Ciudad Perdida Itinerary – Day 4
Total Distance for Day 4: 16.5 kilometers (10.2 miles)
5:00 am – Wake-up call!
5:30 am to 12:30 am – Today is your last day and it’s an easy one. After breakfast, you’ll head back to the trailhead and it’s all downhill.
Useful Tip: Make sure to have trekking poles. The descent can be hard on your knees and trekking polls can decrease the impact.
12:30 am to 1:30 pm – One last lunch in El Mamey with your fellow hikers and you’ll head back to Santa Marta.
Check out my ultimate hiking gear checklist for the specifics of each item listed below.
- Backpack (20-30 Liters) – check out my guide on choosing the right backpack.
- First Aid Kit (Mosquito repellent, Band-Aids, disinfectant, and pills (ibuprofen, anti-nausea, and anti-diarrhea))
- Water Bladder/Bottle (2 Liters)
- Dry Bags (or rain cover for your backpack)
- Trekking Poles
- Hiking Boots
- Quick-dry T-shirt (4x)
- Standard Hiking Shorts (1x)
- Hiking Socks (4x)
- Underwear (4x)
- Bandana/Hiking Buff
Personal Hygiene Items
- Toilet Paper
- Extra Contacts and Contact Solution
- Toothbrush and Toothpaste
- Face/Body Soap
- Phone (with maps.me downloaded)
- Camera Gear
- External Battery
Tips for Trekking to Ciudad Perdida
- Make sure everything is in waterproof bags. Torrential downpours are not uncommon.
- Drink a lot of water. The heat and humidity are intense and it’s easy to become dehydrated.
- Make sure to follow Leave No Trace Principles.
- Wear fast-drying clothes. Even in the dry season, the heat is so intense that you’ll are constantly sweating.
- Bring extra cash and don’t carry more than 2L of water. You can buy fresh orange juice and Gatorade at campsites and various spots along the trail. It’s best to keep your bag as light as possible.
- Use Nopikex Bug Repellent. It’s sold in a little black box at the pharmacies in Santa Marta. It’s the only brand that works.
- Bring a bandana or hiking buff to wipe the sweat from your eyes during the trek.

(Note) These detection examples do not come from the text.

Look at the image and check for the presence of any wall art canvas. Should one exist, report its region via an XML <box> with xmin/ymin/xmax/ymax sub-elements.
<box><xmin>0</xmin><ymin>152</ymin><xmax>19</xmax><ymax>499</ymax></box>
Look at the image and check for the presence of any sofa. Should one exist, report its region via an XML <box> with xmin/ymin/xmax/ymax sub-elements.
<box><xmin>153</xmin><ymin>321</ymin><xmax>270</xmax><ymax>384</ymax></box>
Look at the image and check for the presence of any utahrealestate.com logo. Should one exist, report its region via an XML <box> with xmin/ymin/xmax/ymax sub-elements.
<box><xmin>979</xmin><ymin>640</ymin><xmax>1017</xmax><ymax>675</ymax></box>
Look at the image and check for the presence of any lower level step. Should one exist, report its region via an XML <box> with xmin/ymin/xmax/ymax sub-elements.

- Bring a lightweight bed liner. The bedsheets at the camps are not washed. While it is required to take a shower before use, it’s better to have one.
- Carry the lightest pack possible. Some people hiked with only one shirt and a bottle of water.
- Hiking boots are necessary. The trail is slippery even in the dry season, and you’ll need extra ankle support.
Trekking to Colombia’s Lost City is an adventure like no other. It will challenge you in every way possible. But if you’re willing to make the effort, you won’t regret it. So, use the guide to help plan your adventure. It’s guaranteed to be nothing short of spectacular. Then, plan a trip to Salento, the perfect place to relax and rest your weary feet!